Mungkin karena ayahnya imigran dari luar Plate, mulut dan tingkah laku Dean sekasar penampilan fisiknya. Hampir semua siswa lain takut kepadanya. Namun sejak akrab dengan tiga sahabatnya, Dean menjadi lebih mudah dihadapi. Karena itulah Ketua Kelas itu yakin jika ada yang membuat Dean rela menerjang bahaya, pasti ada kaitannya dengan tiga orang yang lain.

Satu dentuman kembali terdengar. Lebih besar dan lebih kuat dari beberapa dentuman sebelumnya. Getaran akibat dentuman kali ini cukup kuat untuk membuat kaca jendela dan langit-langit bangunan retak. Serpihan debu kering mulai berjatuhan.

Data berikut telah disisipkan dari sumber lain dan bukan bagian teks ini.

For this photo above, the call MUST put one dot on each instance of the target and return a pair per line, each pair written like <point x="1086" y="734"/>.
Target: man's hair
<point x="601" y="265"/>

"Jangan panik! Teruskan langkah kalian, di ujung sana kalian semua akan aman di dalam bungker!!!" seru petugas dengan suara kencang.

Ledakan barusan pasti ada kaitannya dengan Dean, pikir Ketua Kelas itu. Ragu-ragu dia menatap pada petugas yang berdiri paling dekat dengan dirinya. Dia tidak ingin Dean terlibat masalah tetapi dia juga tidak mau bila apa yang akan dia sampaikan malah memperburuk keadaan. Haruskah dia menyampaikan apa yang baru saja dia lihat kepada petugas itu?

Pemuda itu menelan ludah. Ketika petugas itu bertemu pandang dengannya, dia merasa ini adalah satu-satunya kesempatan yang dia miliki untuk menyampaikan apa yang baru saja dia lihat. Namun belum sempat pemuda itu mengeluarkan suara, suatu lengkingan panjang dari segala pengeras suara yang ada di sekolah itu menggantikan raungan sirine dan rekaman suara datar Kepala Sekolah, menghentikan segala kegiatan. Bahkan para petugas terpaksa menutup telinga masing-masing.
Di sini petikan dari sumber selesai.